Cass. 1e civ. 4 novembre 2010 n° 09-69.955 (n° 1013 F-PBI)

Pour déterminer si le délai de traitement d’une procédure pénale a été raisonnable, il faut partir du moment où le justiciable est accusé ; il peut s’agir de la date où il a été entendu comme témoin.

Un dirigeant social, qui avait été entendu comme témoin en 1993 dans une affaire d’abus de biens sociaux puis mis en examen en 1997 et relaxé en 2001, avait recherché la responsabilité de l’Etat pour dysfonctionnement du service public de la justice en faisant valoir que les délais de traitement de la procédure avaient été anormalement longs.

La Cour de cassation a considéré que le délai à prendre en compte avait commencé à courir en 1993, au moment où il avait été entendu par les services de police agissant sur commission rogatoire du juge d’instruction, et non en 1997, date à laquelle il avait été mis en examen.

En effet, même si le justiciable avait été entendu en qualité de témoin, il s’était trouvé dès cette date en situation de s’expliquer sur la portée des accusations dont il faisait l’objet, de sorte que l’accusation au sens de l’article 6, § 1 de la Convention européenne des droits de l’Homme résultait de cette audition qui avait eu une répercussion importante sur sa situation.

à noter

Toute personne a droit à ce que sa cause soit entendue « dans un délai raisonnable » par un tribunal qui décidera du bien fondé de toute accusation en matière pénale dirigée contre elle (CESDH art. 6, § 1). Le caractère raisonnable ou non de la durée de la procédure dépend de la complexité de l’affaire, du comportement des requérants et de celui des autorités compétentes (pour une application, voir Cass. 1e civ. 20-2-2008 n° 06-20.384 : BRDA 5/08 inf. 26).

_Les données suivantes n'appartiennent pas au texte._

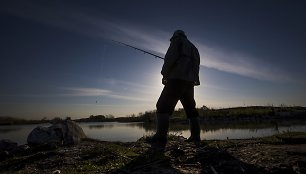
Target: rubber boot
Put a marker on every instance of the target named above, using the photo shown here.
(195, 130)
(162, 126)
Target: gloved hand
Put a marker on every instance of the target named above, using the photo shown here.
(164, 81)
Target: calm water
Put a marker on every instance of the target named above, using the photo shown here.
(127, 132)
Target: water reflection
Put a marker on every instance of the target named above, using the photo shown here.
(125, 132)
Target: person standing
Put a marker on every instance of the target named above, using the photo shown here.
(180, 73)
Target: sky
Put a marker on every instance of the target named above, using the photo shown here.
(58, 58)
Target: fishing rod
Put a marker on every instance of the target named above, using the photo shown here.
(146, 52)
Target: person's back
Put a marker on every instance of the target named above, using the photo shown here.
(180, 74)
(182, 60)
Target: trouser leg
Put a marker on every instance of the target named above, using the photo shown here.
(189, 104)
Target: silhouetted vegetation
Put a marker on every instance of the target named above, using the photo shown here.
(207, 115)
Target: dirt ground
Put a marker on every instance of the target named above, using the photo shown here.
(277, 154)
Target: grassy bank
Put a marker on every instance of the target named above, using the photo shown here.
(283, 153)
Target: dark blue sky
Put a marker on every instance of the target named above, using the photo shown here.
(57, 58)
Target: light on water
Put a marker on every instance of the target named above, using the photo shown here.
(129, 132)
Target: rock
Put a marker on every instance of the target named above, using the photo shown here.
(8, 145)
(62, 133)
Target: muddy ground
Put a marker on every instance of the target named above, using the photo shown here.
(284, 153)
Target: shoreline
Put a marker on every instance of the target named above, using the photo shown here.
(274, 154)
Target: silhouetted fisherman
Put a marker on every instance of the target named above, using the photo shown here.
(180, 74)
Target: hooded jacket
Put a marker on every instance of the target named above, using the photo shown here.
(182, 61)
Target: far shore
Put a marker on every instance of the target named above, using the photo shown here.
(228, 115)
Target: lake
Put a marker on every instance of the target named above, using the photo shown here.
(128, 132)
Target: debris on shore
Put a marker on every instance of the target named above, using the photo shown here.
(284, 153)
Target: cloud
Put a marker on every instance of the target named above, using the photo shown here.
(93, 24)
(85, 92)
(89, 92)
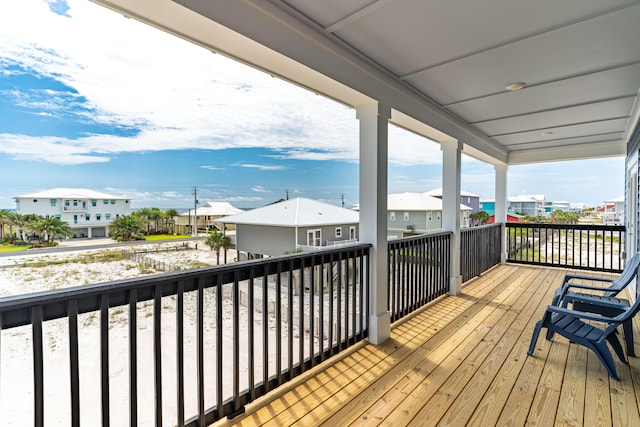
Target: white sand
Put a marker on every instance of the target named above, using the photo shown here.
(16, 386)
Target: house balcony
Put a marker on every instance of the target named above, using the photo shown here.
(283, 341)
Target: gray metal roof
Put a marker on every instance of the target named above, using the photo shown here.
(299, 212)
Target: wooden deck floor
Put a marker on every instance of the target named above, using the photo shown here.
(462, 361)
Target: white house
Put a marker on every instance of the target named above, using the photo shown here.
(416, 213)
(88, 212)
(291, 225)
(207, 215)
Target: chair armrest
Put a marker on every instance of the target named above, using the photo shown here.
(569, 277)
(582, 315)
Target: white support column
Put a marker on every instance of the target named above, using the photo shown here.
(373, 212)
(501, 206)
(451, 171)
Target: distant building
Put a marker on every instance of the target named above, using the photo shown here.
(290, 225)
(207, 216)
(468, 199)
(88, 212)
(417, 213)
(531, 205)
(511, 217)
(612, 211)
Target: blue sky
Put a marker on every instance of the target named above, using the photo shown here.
(91, 99)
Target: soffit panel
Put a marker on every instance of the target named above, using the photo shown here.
(614, 109)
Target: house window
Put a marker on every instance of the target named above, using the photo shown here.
(314, 237)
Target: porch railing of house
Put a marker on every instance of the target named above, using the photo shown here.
(579, 246)
(419, 272)
(194, 346)
(479, 250)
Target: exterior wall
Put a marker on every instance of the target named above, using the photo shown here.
(488, 207)
(265, 240)
(85, 219)
(328, 234)
(632, 194)
(419, 221)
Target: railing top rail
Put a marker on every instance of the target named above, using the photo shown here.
(480, 227)
(421, 236)
(15, 309)
(566, 226)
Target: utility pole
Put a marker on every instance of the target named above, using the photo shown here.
(195, 211)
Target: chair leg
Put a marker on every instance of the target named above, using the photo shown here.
(627, 326)
(534, 337)
(617, 347)
(603, 353)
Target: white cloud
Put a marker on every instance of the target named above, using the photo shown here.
(260, 167)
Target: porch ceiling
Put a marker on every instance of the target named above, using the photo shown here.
(443, 66)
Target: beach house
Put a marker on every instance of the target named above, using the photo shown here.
(293, 225)
(423, 330)
(88, 212)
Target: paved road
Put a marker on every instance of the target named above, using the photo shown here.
(89, 244)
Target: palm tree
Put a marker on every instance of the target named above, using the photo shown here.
(170, 217)
(5, 220)
(156, 215)
(144, 214)
(217, 241)
(126, 227)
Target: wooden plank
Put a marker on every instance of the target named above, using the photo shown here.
(597, 411)
(409, 408)
(491, 406)
(335, 409)
(467, 401)
(571, 404)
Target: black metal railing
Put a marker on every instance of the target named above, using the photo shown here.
(419, 272)
(580, 246)
(479, 249)
(184, 348)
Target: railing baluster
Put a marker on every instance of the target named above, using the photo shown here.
(200, 351)
(104, 357)
(344, 311)
(180, 352)
(157, 352)
(74, 365)
(133, 358)
(38, 367)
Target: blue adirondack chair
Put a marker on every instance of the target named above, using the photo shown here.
(601, 300)
(572, 325)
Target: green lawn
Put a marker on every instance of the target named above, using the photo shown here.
(164, 237)
(13, 248)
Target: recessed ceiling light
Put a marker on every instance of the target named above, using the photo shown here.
(515, 86)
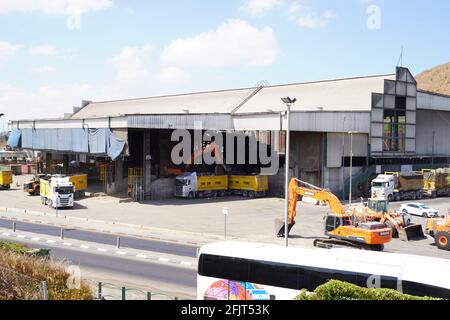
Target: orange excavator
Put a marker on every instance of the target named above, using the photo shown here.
(340, 225)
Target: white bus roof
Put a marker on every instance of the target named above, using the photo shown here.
(432, 271)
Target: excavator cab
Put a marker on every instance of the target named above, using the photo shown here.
(332, 222)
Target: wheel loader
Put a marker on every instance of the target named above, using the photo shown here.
(377, 210)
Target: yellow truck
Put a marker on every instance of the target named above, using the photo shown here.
(5, 180)
(436, 182)
(249, 186)
(79, 182)
(191, 185)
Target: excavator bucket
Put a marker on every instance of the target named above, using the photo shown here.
(280, 228)
(411, 232)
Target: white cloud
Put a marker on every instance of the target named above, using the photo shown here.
(233, 43)
(43, 70)
(308, 18)
(44, 50)
(64, 7)
(172, 75)
(260, 7)
(8, 50)
(131, 64)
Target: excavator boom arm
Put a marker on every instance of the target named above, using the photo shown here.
(300, 188)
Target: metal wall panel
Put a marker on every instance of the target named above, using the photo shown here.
(389, 101)
(401, 88)
(410, 145)
(410, 131)
(433, 121)
(428, 101)
(376, 145)
(377, 115)
(411, 117)
(213, 122)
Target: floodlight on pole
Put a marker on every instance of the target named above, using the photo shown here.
(289, 102)
(351, 133)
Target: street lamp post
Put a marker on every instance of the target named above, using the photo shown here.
(351, 133)
(289, 102)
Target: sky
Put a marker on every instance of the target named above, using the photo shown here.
(55, 53)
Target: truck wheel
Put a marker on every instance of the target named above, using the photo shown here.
(391, 226)
(442, 240)
(377, 247)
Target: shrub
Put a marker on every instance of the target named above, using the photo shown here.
(338, 290)
(20, 276)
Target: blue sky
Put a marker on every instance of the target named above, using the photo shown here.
(54, 53)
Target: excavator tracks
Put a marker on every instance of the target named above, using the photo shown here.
(337, 243)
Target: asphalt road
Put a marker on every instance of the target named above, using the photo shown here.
(109, 239)
(151, 272)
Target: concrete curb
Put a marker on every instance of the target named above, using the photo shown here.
(72, 218)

En matière pénale, c’est la date de l’accusation qui fait courir le délai. Après avoir rappelé que cette accusation se définit comme la notification officielle, émanant de l’autorité compétente, du reproche d’avoir accompli une infraction pénale (CEDH 10-12-1982, Corigliano c/ Italie), la Cour européenne des droits de l’Homme a récemment précisé que cette idée correspond aussi à la notion de « répercussions importantes sur la situation » du suspect (CEDH 11-2-2010 n° 24997/07, Malet c/ France). La Cour de cassation, en considérant que l’audition en tant que témoin d’une personne a une répercussion importante sur sa situation, se place dans le droit fil de cette jurisprudence européenne.